Définition du statut des travailleurs migrants par Amnesty International
Le point de vue d’une grande puissance : les États-Unis
Un rapport en 2005 du Department of State des États-Unis[2] a relevé les différents abus des droits humains qui ont encore lieu aux Philippines. Ce rapport retrace les différentes situations dans lesquelles ces abus ont lieu, à l’aide d’un éventail d’exemples nombreux comprenant la situation des travailleurs migrants. On y explique que l’organisme gouvernemental Philippines Overseas Employment Administration (POEA) a cherché, en 2005, à limiter les départs des citoyens philippins désirant trouver du travail à l’étranger. Ce rapport montre aussi que 8 millions de Philippins travaillent à l’étranger et renvoient une grande part de leurs revenus à leur pays d’origine. Ces revenus représentent approximativement 11% du produit national brut. Il est cependant exposé dans le rapport qu’on ne peut dénoncer directement le gouvernement philippin dans ce contexte. En effet, l’exil obligatoire est illégal et officiellement le gouvernement philippin n’y a pas recours.
Les travailleurs migrants représentent un enjeu capital quant au respect des droits humains, tout comme ils constituent un des divers exemples de la mondialisation. La libéralisation des flux s’exerce sur tous les migrants, y compris sur la main-d’œuvre et les travailleurs qualifiés. Selon les époques, les migrants proviennent autant de la population très qualifiée que de la non-qualifiée. Le PWC du Québec[3] explique que la plupart des travailleurs migrants philippins arrivent dans leur pays d’accueil avec un niveau d’étude équivalant minimalement à une licence ou à un baccalauréat universitaire canadien.
Le débat qui entoure ces travailleurs migrants vise à cibler et à définir quels sont leurs droits et les causes de leur violation.
Le droit de vote
Les élections de 2004 ont été les premières au cours desquelles les Philippins travaillant hors du territoire ont eu la possibilité de jouir de leur droit démocratique de base. De plus, seulement 230 000 des 354 000 enregistrés ont pu voter. Cependant, seulement 65% ont réellement exercé ce droit et ils ne représentent qu’une infime partie des travailleurs à l’étranger qui ont donc été représentés.
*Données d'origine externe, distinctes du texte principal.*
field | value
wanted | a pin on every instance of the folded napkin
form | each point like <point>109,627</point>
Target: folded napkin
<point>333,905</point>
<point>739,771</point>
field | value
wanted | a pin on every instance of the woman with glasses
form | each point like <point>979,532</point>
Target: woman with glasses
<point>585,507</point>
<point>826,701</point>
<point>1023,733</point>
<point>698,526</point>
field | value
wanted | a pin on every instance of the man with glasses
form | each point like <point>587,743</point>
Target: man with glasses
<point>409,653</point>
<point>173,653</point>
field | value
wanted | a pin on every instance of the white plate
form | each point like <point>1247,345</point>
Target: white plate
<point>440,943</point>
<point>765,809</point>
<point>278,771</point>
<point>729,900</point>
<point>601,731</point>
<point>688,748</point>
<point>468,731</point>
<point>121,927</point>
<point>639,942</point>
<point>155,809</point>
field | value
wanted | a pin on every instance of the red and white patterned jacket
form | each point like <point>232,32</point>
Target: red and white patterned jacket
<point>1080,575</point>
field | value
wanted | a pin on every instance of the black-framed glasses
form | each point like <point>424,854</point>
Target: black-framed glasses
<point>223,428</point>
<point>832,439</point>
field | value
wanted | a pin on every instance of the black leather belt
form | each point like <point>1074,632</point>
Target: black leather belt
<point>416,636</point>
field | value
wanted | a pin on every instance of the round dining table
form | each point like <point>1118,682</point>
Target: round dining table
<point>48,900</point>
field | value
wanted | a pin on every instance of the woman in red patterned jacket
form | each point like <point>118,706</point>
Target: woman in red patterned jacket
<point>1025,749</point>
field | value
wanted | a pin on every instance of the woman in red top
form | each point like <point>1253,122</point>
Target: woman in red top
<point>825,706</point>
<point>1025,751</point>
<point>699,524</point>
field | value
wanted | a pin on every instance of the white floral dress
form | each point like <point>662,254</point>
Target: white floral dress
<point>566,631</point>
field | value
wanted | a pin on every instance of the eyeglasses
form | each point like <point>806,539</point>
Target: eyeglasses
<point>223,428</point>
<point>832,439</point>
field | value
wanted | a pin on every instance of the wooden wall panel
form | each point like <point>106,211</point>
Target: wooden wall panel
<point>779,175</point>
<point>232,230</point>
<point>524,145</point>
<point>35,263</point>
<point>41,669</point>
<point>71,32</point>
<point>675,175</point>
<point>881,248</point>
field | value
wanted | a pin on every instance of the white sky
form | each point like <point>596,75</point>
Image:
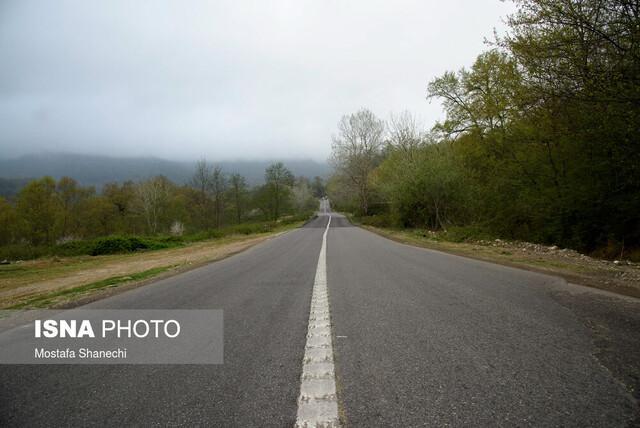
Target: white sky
<point>228,79</point>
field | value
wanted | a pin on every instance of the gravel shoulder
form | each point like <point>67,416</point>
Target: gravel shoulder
<point>26,280</point>
<point>622,277</point>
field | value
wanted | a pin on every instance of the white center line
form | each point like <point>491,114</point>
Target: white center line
<point>318,403</point>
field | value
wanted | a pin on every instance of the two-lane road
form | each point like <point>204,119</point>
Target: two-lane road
<point>420,338</point>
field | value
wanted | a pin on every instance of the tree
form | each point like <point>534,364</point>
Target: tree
<point>356,150</point>
<point>278,183</point>
<point>403,132</point>
<point>8,222</point>
<point>302,195</point>
<point>201,181</point>
<point>71,197</point>
<point>218,185</point>
<point>37,207</point>
<point>238,194</point>
<point>318,187</point>
<point>151,196</point>
<point>123,197</point>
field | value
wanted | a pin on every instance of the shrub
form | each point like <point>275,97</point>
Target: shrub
<point>116,245</point>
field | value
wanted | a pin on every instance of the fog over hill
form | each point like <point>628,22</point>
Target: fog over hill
<point>97,170</point>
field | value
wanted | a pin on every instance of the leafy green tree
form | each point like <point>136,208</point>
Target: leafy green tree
<point>278,180</point>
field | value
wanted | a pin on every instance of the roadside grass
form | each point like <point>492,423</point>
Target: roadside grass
<point>585,271</point>
<point>48,300</point>
<point>123,244</point>
<point>50,281</point>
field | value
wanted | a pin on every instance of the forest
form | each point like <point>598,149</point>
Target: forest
<point>49,217</point>
<point>540,141</point>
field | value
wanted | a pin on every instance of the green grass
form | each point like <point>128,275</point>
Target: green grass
<point>48,299</point>
<point>123,244</point>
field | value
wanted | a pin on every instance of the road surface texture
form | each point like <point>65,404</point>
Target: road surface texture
<point>420,338</point>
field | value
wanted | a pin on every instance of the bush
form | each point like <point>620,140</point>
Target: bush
<point>116,245</point>
<point>378,220</point>
<point>466,234</point>
<point>14,252</point>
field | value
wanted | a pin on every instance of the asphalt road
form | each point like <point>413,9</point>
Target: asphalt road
<point>420,338</point>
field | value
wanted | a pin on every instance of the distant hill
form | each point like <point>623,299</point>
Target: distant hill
<point>97,170</point>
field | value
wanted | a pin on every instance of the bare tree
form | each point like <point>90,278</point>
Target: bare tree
<point>218,186</point>
<point>201,181</point>
<point>356,150</point>
<point>238,190</point>
<point>152,196</point>
<point>404,132</point>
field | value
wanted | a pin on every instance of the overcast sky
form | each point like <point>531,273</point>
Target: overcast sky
<point>222,79</point>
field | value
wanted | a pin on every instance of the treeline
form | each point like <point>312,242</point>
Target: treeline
<point>540,142</point>
<point>48,212</point>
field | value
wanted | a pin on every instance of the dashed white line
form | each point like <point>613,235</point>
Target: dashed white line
<point>317,402</point>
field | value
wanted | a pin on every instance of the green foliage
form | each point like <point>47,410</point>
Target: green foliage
<point>540,141</point>
<point>117,245</point>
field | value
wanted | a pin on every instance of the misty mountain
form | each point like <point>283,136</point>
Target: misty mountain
<point>92,170</point>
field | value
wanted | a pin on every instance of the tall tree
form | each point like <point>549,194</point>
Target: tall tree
<point>356,150</point>
<point>238,194</point>
<point>152,197</point>
<point>278,183</point>
<point>218,186</point>
<point>37,207</point>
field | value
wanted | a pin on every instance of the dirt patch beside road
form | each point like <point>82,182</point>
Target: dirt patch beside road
<point>21,282</point>
<point>622,277</point>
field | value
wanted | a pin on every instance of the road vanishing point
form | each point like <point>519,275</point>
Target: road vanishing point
<point>331,325</point>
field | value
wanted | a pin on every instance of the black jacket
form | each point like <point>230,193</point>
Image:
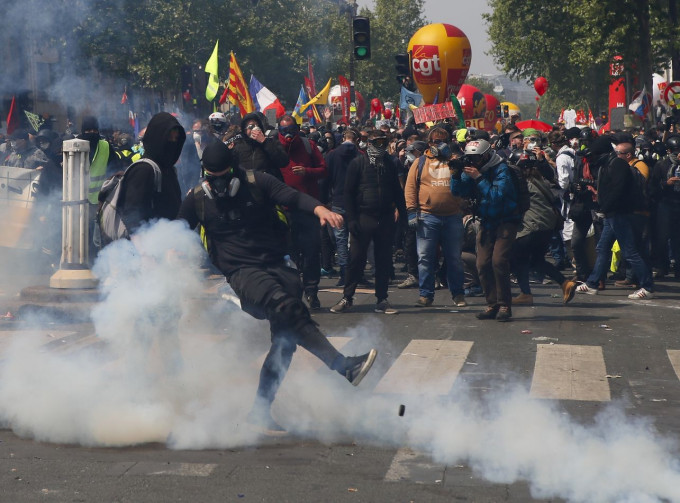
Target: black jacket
<point>373,191</point>
<point>244,230</point>
<point>659,190</point>
<point>337,162</point>
<point>615,187</point>
<point>268,156</point>
<point>139,200</point>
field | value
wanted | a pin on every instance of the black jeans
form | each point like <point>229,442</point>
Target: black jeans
<point>274,293</point>
<point>380,230</point>
<point>306,243</point>
<point>528,254</point>
<point>578,245</point>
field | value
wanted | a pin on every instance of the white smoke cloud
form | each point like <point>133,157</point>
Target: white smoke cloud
<point>193,390</point>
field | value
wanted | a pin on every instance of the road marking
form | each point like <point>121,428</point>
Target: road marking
<point>425,367</point>
<point>570,372</point>
<point>177,469</point>
<point>674,357</point>
<point>413,466</point>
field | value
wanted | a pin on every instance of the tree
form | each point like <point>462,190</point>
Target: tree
<point>571,43</point>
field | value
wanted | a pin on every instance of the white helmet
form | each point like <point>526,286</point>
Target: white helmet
<point>478,152</point>
<point>217,120</point>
Le faible taux de personnes enregistrées est dû au manque d’information sur les procédures, à l’inaccessibilité des centres d’enregistrement, à la rigidité des employeurs qui n’ont pas permis aux ouvriers étrangers de prendre un jour de congé, et à la condition établissant que les électeurs doivent obtenir une attestation qu’ils retourneront habiter dans leur pays d’origine au cours des trois prochaines années. Une très grande proportion de la population philippine n’a donc pas accès à l’ensemble de ses droits démocratiques en raison de sa situation géographique[4].
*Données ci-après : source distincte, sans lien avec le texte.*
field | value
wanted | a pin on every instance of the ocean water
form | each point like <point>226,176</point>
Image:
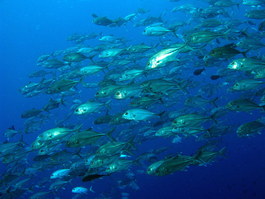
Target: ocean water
<point>31,28</point>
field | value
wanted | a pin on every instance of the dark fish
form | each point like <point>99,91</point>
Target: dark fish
<point>101,21</point>
<point>92,177</point>
<point>215,77</point>
<point>262,26</point>
<point>40,157</point>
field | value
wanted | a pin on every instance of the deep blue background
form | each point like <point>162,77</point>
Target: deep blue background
<point>31,28</point>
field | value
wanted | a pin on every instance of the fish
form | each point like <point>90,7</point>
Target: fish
<point>250,128</point>
<point>90,107</point>
<point>138,114</point>
<point>243,105</point>
<point>226,51</point>
<point>60,173</point>
<point>80,190</point>
<point>162,58</point>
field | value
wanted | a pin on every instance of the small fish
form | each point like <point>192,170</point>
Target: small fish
<point>198,71</point>
<point>138,114</point>
<point>60,173</point>
<point>80,190</point>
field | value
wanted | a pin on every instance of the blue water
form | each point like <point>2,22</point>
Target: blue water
<point>31,28</point>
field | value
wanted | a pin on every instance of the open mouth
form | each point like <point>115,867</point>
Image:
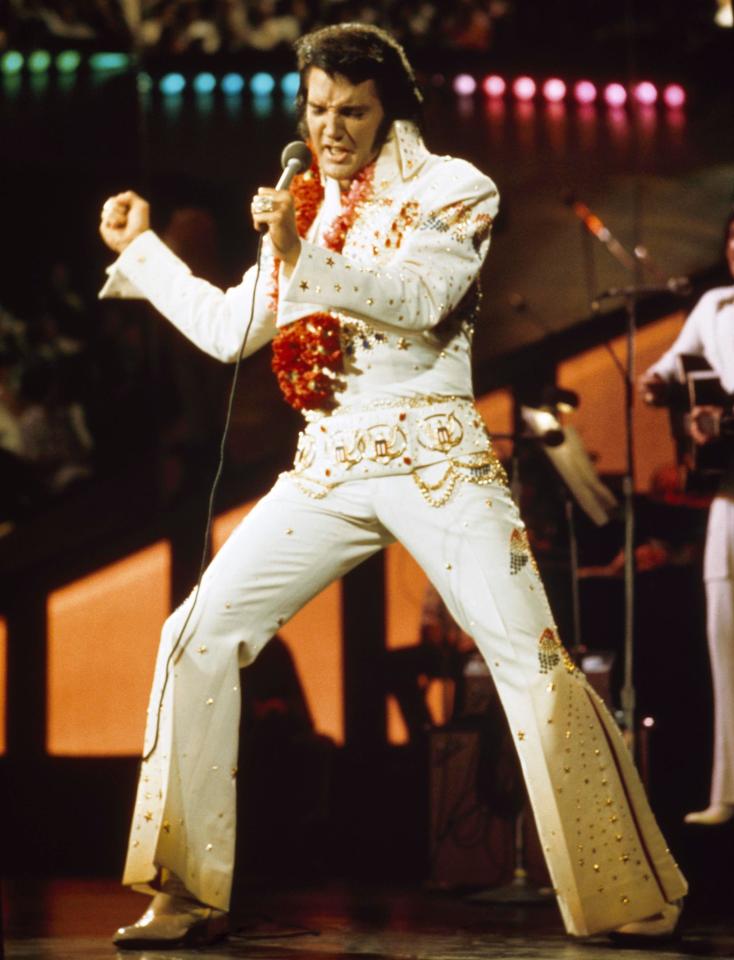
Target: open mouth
<point>337,154</point>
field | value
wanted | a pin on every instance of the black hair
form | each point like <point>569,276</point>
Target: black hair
<point>361,52</point>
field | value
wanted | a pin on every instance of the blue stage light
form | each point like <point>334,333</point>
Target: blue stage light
<point>172,83</point>
<point>289,84</point>
<point>204,82</point>
<point>68,61</point>
<point>109,61</point>
<point>262,84</point>
<point>232,83</point>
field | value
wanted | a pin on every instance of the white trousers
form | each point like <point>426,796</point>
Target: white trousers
<point>719,579</point>
<point>606,856</point>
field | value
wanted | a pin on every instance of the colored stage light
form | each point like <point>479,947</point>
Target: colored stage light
<point>554,90</point>
<point>494,86</point>
<point>172,83</point>
<point>232,83</point>
<point>68,61</point>
<point>12,62</point>
<point>615,95</point>
<point>524,88</point>
<point>262,84</point>
<point>290,83</point>
<point>674,96</point>
<point>39,61</point>
<point>464,85</point>
<point>584,91</point>
<point>645,93</point>
<point>109,61</point>
<point>204,82</point>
Le caractère vulnérable des travailleurs migrants
Un autre problème relié aux travailleurs migrants concerne leur vulnérabilité. En effet, ce même rapport explique que les travailleurs migrants peuvent être sujets au trafic de personnes. Bien que le trafic de personnes soit interdit conformément à la loi anti-trafic de 2003[5], il est demeuré un problème pour les Philippines. Les trafiquants visent entre autres des personnes qui cherchent un emploi à l’étranger. La plupart des recrues sont des femmes âgées de 13 à 30 ans qui proviennent généralement de familles pauvres des milieux ruraux. Les trafiquants sont en grande partie des recruteurs d’emplois privés et leurs associés font partie du crime organisé. Beaucoup de recruteurs visent des personnes de leur ville natale et promettent un travail respectable et lucratif. Pourtant, cette loi condamne fermement le trafic de personnes et va jusqu’à emprisonner les coupables à vie.
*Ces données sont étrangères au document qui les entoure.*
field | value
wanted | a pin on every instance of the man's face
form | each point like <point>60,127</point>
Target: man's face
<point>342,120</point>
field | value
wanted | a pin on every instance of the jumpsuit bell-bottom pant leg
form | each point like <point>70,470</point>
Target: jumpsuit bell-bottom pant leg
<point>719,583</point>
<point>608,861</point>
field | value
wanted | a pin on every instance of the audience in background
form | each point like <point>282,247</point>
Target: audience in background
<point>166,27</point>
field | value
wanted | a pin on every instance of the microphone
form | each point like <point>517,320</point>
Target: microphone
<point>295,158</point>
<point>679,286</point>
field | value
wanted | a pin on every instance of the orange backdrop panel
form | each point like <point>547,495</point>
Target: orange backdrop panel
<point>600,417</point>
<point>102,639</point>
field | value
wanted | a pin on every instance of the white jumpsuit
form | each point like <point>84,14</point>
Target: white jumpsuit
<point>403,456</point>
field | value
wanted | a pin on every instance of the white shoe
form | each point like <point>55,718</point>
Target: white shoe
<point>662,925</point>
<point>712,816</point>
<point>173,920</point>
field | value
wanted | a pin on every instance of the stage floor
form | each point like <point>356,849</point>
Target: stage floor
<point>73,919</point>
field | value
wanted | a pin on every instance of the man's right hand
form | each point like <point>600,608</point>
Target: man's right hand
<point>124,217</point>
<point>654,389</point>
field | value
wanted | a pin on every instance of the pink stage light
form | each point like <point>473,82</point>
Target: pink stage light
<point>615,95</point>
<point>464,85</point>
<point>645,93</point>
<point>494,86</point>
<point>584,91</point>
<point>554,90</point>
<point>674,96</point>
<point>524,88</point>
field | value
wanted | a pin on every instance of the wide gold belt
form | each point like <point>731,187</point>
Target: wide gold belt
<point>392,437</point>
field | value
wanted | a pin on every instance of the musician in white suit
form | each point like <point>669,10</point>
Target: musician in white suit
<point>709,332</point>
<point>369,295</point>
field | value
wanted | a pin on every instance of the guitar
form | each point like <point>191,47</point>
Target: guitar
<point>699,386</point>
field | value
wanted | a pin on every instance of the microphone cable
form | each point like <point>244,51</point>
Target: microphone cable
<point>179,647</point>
On retrouve des exemples anecdotiques où, dans plusieurs cas, des officiels de niveau inférieur (tels que des douaniers, des garde-frontières, des fonctionnaires de l’immigration, la police locale, etc.) auraient aidé illégalement à faciliter le trafic. Lors du trafic, les victimes sont exposées à des maladies sexuellement transmissibles ou à d’autres maladies infectieuses et elles sont soumises à de la violence physique, des abus sexuels et de l’humiliation.
Les démarches du gouvernement et de plusieurs organisations non-gouvernementales (ONG) ont été de travailler pour la protection des droits de 8 millions de citoyens se trouvant hors du pays, la plupart ayant une situation temporaire ou étant des ouvriers sous contrat. Le gouvernement a ordonné des sanctions financières et des charges criminelles contre les agences de recrutement nationales reconnues coupables de ne pas respecter les pratiques et droits reconnus en milieu de travail. Bien que le POEA ait relevé et surveillé les pratiques des recruteurs nationaux avec succès, les autorités manquaient parfois de ressources pour assurer la sécurité des travailleurs à l’étranger. L’organisation a proposé la coopération des pays d’accueil de ces travailleurs migrants ainsi que des conventions sur les droits des travailleurs lors de forums internationaux. Le gouvernement a fourni de l’aide à travers ses missions diplomatiques dans les pays où le nombre de travailleurs migrants est substantiel[6].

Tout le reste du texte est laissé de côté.